Les motifs retenus par le Conseil constitutionnel pour procéder au rejet des requêtes peuvent être regroupés, globalement, sous les sept rubriques suivantes :

-        1 décision fondée sur le rejet d’une QPC jugée non sérieuse suivant décision du 7 aout 2017
-        1 décision de rejet fondée sur une demande exclusivement basée sur un dédommagement financier suivant du 4 août 2017
-        Plusieurs décisions de rejet fondées sur le fait que les requêtes introduites ne demandaient pas expressément l’annulation des élections contestées
-        Des décisions de rejet fondées sur le fait que les requêtes se limitaient à contester uniquement le premier tour des élections sans en contester le deuxième tour auquel elles avaient pourtant donné lieu
-        Plusieurs décisions de rejet pour des requêtes qui ont été déposées après le délai de recours laissé pour contester les élections législatives concernées
-        Beaucoup de décisions de rejet fondées sur le fait que les éléments factuels d’irrégularité argués par les requérants, même s’ils étaient établis, n’étaient pas de nature à avoir une influence sur le scrutin contesté, eu égard au nombre de voix obtenus par chacun des candidats
-        Plusieurs décisions de rejet fondées sur le fait que les requêtes ne comportaient aucun moyen en fait et en droit soutenant la demande d’annulation introduite.

Il reste donc 55 requêtes à juger sans que ces requêtes préjugent pour autant de la pertinence des moyens qui y sont soulevés et de la réponse qu’apportera le Conseil constitutionnel.

En effet, il convient de rappeler à cet effet que le juge constitutionnel statuant en matière électorale, fait œuvre de pragmatisme à l’instar du juge administratif. Il n’annule en réalité les résultats d’une élection que lorsqu’il est démontré et qu’il considère que les irrégularités soulevées ont été de nature à porter une atteinte substantielle à la sincérité de l’élection contestée. En effet, toutes les irrégularités invoquées dans une requête ne sont pas de nature à elles seules à entraîner de manière systématique l’annulation de l’élection contestée.

Dernière précision, le Conseil constitutionnel ne jugera les requêtes précitées qu’à l’issue du délai laissé à la Commission nationale des comptes de campagne et des financement politiques CNCCFP)pour saisir ledit Conseil en cas de rejet d’un compte de campagne d’un candidat.

En effet, en dehors de l’aléa contentieux de principe lié à toute contestation d’élection, il convient d’ajouter un autre aléa qui est celui tenant à tout compte de campagne.
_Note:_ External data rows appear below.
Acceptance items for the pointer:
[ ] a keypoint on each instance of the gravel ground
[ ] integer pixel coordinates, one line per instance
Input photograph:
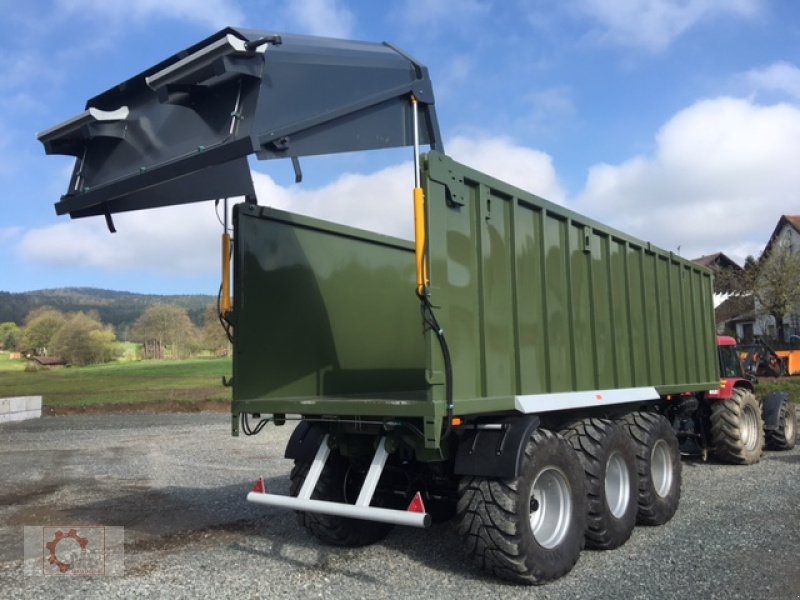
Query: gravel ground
(177, 483)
Celui-ci peut être ainsi rejeté par la CNCCFP parce que le candidat n’a pas respecté les règles impérieuses sur le plan légal, règlementaire et administratif applicables en la matière pour son compte de campagne.

En cas de rejet d’un compte de campagne d’un candidat aux élections législatives, la CNCCFP saisit le Conseil constitutionnel pour les suites, celui-ci pouvant prononcer une peine d’inéligibilité pouvant aller jusqu’à trois ans.

A cet effet, il convient de rappeler les dates impératives ponctuant la suite des élections législatives :

Vendredi 18 août 2017 : date limite impérative de dépôt des comptes de campagne par les candidats auprès de la CNCCFP, en application de l’article L. 52-12 du Code électoral. La Jurisprudence sanctionne le dépôt tardif par l’inéligibilité.

Mercredi 18 octobre 2017 : date limite laissée à la CNCCFP pour se prononcer sur les comptes de campagne des candidats dont l’élection est contestée, en application de l’article L. 118-2 du Code électoral.

Dimanche 18 février 2018 : Date maximale limite laissée à la CNCCFP pour rejeter les comptes de campagne des candidats et saisir le Conseil constitutionnel, conformément aux dispositions combinées des articles L. 52-15 et L.O. 136-1 du Code électoral.

Au final, comme on peut le constater, l’élection définitive d’un député n’est définitivement acquise et sécurisée qu’avec l’adoption de son compte de campagne par la CNCCFP.